The excellent quality of the masonry of the fortress walls and towers, made of large, carefully hewn and fitted rectangular slabs, is surprising. Such masonry, according to researchers, is typical specifically for the structures of the Crusaders dating back to the 13th century. whereas for buildings of the 12th century. so-called rusticated masonry was used.
Behind the inner wall, on an area of ​​about 3 hectares, there are various premises - residential buildings, barracks, grain barns, a mill, a bakery, an oil mill, and stables. The center of the castle is the courtyard, around which the main buildings are located. Initially, the courtyard was framed by long vaulted halls, which were used as warehouses and household buildings. Only one such hall has survived, having a length of 120 m and a width of 8 m. At its southern end there is a huge round oven - probably there was a kitchen here. Drinking water for the garrison came from a mountain spring through a specially laid aqueduct.

One of the earliest structures of Krak des Chevaliers is the Castle Chapel. It was apparently erected in the first half of the 12th century. The dimensions of the chapel are 21.5x8.5 m. It is illuminated only by one wide window, cut through the thickness of the powerful fortress walls. The extremely simple decoration of the chapel goes surprisingly well with the harsh fortress architecture. However, the chapel itself served for defense purposes: in one of its parts there was a narrow passage along the wall with embrasures - from here archers could defend the approaches to the gates of the Upper Castle.
The Early Gothic Great Hall, where the Knights of St. John gathered for advice and shared meals, is well preserved. Its dimensions are 27x7.5 m. There is a large window in the end wall, framed with personalized openwork carvings in the form of flowers and leaves.
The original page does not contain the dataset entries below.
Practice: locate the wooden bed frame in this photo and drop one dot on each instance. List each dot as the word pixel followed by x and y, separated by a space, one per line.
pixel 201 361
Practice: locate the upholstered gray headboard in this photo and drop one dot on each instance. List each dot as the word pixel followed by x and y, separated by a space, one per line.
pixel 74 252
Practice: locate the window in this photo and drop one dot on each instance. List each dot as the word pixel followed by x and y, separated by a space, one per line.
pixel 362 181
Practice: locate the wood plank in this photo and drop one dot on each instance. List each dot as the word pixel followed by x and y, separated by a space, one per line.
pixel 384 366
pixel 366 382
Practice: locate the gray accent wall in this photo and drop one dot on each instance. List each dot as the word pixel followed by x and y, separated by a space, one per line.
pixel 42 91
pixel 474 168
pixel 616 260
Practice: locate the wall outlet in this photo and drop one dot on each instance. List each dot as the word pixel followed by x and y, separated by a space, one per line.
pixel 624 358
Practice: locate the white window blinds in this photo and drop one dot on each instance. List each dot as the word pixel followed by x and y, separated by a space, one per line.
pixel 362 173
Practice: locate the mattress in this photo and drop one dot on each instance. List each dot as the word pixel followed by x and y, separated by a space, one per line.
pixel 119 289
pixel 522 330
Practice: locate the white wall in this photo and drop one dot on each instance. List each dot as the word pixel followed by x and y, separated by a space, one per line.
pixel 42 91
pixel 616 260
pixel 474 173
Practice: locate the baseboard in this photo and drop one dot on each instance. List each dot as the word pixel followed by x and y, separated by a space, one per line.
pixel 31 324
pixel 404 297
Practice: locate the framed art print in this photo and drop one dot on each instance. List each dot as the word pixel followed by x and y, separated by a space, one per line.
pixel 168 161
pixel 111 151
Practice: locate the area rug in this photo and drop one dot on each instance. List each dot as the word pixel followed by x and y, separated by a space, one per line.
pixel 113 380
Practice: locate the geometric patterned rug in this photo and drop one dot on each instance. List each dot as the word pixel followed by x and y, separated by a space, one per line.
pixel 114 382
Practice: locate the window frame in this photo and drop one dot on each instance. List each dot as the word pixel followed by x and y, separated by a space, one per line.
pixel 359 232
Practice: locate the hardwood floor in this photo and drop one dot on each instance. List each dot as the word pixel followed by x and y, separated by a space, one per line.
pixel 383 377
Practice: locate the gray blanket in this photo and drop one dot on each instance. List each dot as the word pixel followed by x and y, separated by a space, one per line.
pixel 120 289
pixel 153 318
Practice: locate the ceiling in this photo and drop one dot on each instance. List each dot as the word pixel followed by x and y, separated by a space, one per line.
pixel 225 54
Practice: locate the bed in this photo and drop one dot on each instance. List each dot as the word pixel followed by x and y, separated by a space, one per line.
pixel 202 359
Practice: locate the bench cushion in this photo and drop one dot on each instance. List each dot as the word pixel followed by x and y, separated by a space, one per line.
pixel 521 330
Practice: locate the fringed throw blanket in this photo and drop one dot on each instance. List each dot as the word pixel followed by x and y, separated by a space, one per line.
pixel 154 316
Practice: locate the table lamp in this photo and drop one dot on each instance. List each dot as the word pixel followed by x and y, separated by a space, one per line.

The commandant's rooms were located in the southwestern tower of the castle. The Grand Master of the Order of St. John stayed here during his visits to the castle. This tower is the highest point of the castle. You can climb a narrow staircase to the upper platform, which offers a beautiful view of the fortress and its surroundings. In good weather, the Mediterranean Sea can be seen from here to the west. In the distance, the ruins of Qalaat al-Beida (“White Castle Tower”), another Crusader fortress on the road from Tartus to Krak des Chevaliers, loom clearly. The knights built their castles in such a way that at least one more was visible from one fortress. Thus, in a relatively short time it was possible to transmit light signals and messages over long distances - for example, about an approaching enemy army.
Since 1927, restoration work has been carried out in Krak des Chevaliers, as a result of which the original appearance of the fortress was largely restored. The consensus among experts is that this castle is the best preserved and most impressive example of medieval defensive architecture in the Middle East.